Le chancre asiatique des agrumes, longtemps absent de Madagascar, se propage dans la région Boeny
Longtemps épargnée par le chancre asiatique des agrumes, Madagascar fait désormais face à une propagation confirmée de cette maladie redoutée dans la région Boeny. Des analyses génétiques récentes révèlent une large présence de la bactérie responsable, faisant craindre des pertes agricoles importantes et une possible extension vers d’autres zones de production.
Une maladie qui gagne du terrain à Madagascar
Pendant des décennies, Madagascar faisait figure d’exception dans le sud-ouest de l’océan Indien, où le chancre asiatique des agrumes est installé de longue date. Cette situation a changé. Après la confirmation d’un premier cas en 2024 à Mahajanga, de nouvelles analyses génétiques menées en 2025 ont établi que la bactérie Xanthomonas citri pv. citri est désormais largement répartie dans la région Boeny. Ces résultats marquent un tournant pour la filière agrumicole nationale, jusque-là relativement protégée de cette maladie, déjà présente dans de grands pays producteurs comme le Brésil, la Chine ou les États-Unis.
Le chancre asiatique des agrumes s’attaque aux feuilles, aux tiges, aux pousses et aux fruits.
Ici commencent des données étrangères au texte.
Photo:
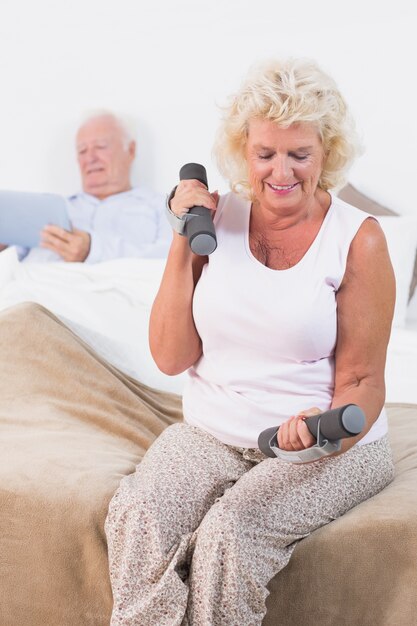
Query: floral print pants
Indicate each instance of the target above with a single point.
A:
(198, 531)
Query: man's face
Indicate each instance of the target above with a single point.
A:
(103, 157)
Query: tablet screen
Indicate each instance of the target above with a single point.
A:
(23, 215)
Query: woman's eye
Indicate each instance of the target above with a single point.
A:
(300, 157)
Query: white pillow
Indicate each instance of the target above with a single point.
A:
(401, 235)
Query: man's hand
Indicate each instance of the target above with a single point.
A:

Il se manifeste par des taches huileuses qui évoluent en lésions épaissies, pouvant aller jusqu’au dessèchement complet des jeunes branches. Chez les variétés sensibles, la maladie peut entraîner une chute prématurée des feuilles et des fruits, réduisant fortement les récoltes. Dans les situations les plus graves, les pertes peuvent atteindre jusqu’à la moitié de la production, mettant en péril les revenus des producteurs. À Madagascar, la présence de la mineuse des agrumes, un insecte qui fragilise les feuilles, aggrave la situation en facilitant l’entrée de la bactérie dans les plantes.
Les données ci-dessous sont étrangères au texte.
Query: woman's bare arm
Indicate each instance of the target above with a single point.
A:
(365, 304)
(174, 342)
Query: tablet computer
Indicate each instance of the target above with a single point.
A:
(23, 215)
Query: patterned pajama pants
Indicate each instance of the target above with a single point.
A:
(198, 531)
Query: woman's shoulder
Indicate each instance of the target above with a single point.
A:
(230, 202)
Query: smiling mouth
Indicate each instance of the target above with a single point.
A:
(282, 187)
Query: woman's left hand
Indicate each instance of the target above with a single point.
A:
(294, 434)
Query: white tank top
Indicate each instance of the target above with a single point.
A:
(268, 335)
Prévention et la gestion collective de la maladie
La maladie se diffuse à plusieurs niveaux : à l’intérieur d’un même arbre, entre les arbres d’un verger sous l’effet de la pluie et du vent, mais aussi entre régions lors de tempêtes ou de cyclones. Toutefois, le principal facteur de propagation reste l’activité humaine. Le transport et la vente de plants contaminés, notamment via des pépinières, représentent un risque majeur. Un seul plant infecté peut suffire à contaminer toute une exploitation agricole. Des échanges avec des acteurs du secteur laissent craindre que des plants déjà contaminés aient été distribués dans d’autres régions du pays, augmentant le risque d’une diffusion nationale.
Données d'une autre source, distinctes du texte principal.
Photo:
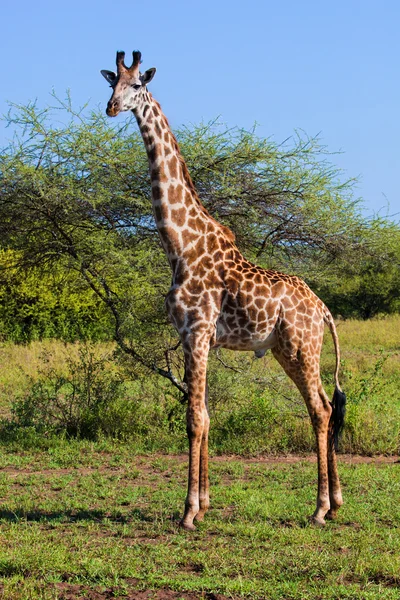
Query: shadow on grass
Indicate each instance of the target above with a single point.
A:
(72, 516)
En mai 2025, une mission de terrain conduite par un chercheur de l’Université de La Réunion, dans le cadre du projet Epibio II-OI, a permis de cartographier la présence de la bactérie dans la région Boeny. Les équipes ont recensé les arbres infectés, collecté des échantillons pour analyses en laboratoire et formulé des recommandations sanitaires destinées aux producteurs, aux pépiniéristes et aux partenaires locaux. À ce jour, il n’existe aucun traitement capable de guérir le chancre asiatique des agrumes. La lutte repose donc sur la prévention et la gestion collective de la maladie.
Pas de danger pour la santé humaine ou animale
Deux stratégies principales sont envisagées : l’éradication des arbres infectés lorsque la détection est précoce, et la lutte intégrée dans les zones où la maladie est déjà installée, incluant l’utilisation de plants certifiés sains, des variétés plus résistantes et des pratiques agricoles limitant la propagation.
Face à la propagation du chancre asiatique des agrumes dans la région Boeny, les spécialistes appellent à renforcer la surveillance dans les autres bassins de production du pays. La mobilisation des producteurs, des pépiniéristes, des autorités et des partenaires techniques sera déterminante pour limiter l’impact de cette maladie et protéger l’avenir de la filière agrumicole malgache. À retenir : le chancre asiatique des agrumes ne présente aucun danger pour la santé humaine ou animale. La bactérie touche uniquement les plantes. Même si les fruits peuvent être tachés et moins attractifs sur le plan commercial, ils restent propres à la consommation.